L'autodétermination est le troisième élément de l'espoir : beaucoup de gens se considèrent victimes de la vie et des événements. Ce qui réduit leur flexibilité et leur capacité d'adaptation aux changements et limite les choix qui s'offrent à eux. Il faut donc devenir acteur de sa vie, nous rappellent les scientifiques qui contribuent au "grand livre de l'espoir".

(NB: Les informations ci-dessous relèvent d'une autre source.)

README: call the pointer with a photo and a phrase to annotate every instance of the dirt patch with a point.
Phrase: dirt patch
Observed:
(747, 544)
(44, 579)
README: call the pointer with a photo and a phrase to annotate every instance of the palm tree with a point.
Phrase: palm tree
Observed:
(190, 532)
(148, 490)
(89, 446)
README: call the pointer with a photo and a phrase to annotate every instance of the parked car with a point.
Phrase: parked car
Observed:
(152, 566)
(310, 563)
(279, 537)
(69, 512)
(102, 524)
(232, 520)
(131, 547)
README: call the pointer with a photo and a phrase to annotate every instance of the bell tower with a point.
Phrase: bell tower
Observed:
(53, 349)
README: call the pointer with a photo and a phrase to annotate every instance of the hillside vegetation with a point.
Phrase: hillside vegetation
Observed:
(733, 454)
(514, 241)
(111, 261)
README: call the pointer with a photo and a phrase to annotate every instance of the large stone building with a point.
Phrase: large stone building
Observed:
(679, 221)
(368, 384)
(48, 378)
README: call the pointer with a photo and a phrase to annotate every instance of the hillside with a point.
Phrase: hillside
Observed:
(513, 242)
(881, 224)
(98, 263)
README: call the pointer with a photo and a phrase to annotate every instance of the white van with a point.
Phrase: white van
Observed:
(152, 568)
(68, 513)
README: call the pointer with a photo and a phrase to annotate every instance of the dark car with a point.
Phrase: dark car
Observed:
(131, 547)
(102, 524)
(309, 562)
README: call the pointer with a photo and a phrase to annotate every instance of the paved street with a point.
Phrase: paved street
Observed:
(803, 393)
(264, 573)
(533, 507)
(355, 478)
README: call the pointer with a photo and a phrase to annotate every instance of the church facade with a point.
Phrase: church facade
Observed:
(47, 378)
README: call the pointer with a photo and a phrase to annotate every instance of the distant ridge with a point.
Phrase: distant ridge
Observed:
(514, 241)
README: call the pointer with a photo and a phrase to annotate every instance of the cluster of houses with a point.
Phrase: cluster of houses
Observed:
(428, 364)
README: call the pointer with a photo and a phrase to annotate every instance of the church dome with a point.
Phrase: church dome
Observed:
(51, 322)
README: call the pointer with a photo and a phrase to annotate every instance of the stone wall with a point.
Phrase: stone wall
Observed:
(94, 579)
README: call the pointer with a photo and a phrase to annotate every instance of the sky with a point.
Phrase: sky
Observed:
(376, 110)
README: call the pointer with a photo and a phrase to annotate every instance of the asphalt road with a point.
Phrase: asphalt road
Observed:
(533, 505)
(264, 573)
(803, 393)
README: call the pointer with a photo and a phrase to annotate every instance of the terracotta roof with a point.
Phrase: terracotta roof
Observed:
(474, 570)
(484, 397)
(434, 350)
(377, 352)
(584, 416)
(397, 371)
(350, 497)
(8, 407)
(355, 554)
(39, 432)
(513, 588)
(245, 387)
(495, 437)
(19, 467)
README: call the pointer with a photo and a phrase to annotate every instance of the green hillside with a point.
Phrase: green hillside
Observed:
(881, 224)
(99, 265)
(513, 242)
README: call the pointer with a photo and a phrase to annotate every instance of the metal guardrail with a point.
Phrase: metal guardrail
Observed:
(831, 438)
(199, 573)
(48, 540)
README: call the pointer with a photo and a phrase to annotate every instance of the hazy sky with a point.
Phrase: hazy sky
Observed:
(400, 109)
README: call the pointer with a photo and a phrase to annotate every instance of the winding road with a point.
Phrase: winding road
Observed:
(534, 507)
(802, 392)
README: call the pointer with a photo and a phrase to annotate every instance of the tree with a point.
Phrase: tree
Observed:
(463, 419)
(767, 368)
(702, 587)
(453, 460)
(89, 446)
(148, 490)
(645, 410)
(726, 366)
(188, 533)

L'espoir est donc essentiel parce qu'il évite de sombrer. Bonne nouvelle : on peut apprendre à augmenter son niveau d'espoir. "L'espoir n'est pas l'optimisme, nuance Leo Bormans. L'espoir, c'est l'optimisme avec les manches retroussées. Il appelle à l'action. Nous pouvons élargir notre horizon d'espoir en nous penchant sur notre passé. La façon dont nous nous souvenons de nos actes posés justifie ce que nous croyons possible dans l'avenir. On peut se dire : ''Je crois que le futur sera bon et j'agis en fonction de cela.'' La vraie puissance de l'espoir réside dans l'exploration des différentes possibilités qui s'offrent à nous. Il faut aussi accepter nos imperfections et adapter constamment nos objectifs. Il faut croire et agir. Nous avons enfin besoin de leaders pleins d'espoir, capables de nous le transmettre et capables d'agir au nom de cet espoir annoncé."

Agir. Et ne pas seulement espérer. C'est ce à quoi encouragent plusieurs des spécialistes sollicités pourL'Espoir. The World Book of Hope. Pas tous. Ainsi, le psychanalyste canadien Guy Corneau relève qu' "aussi essentiel qu'il paraisse, l'espoir n'en est pas moins une sorte de poison qui peut nous empêcher d'affronter avec lucidité une situation réelle. Car force est de constater que, la plupart du temps, nous nous contentons d'espérer passivement que cela aille mieux, d'attendre que passent les moments difficiles. "

L'espoir. The World Book of Hope.Source de succès, de résilience et de bonheur, par Leo Bormans et 10 scientifiques, éditions Racines, 378 pages.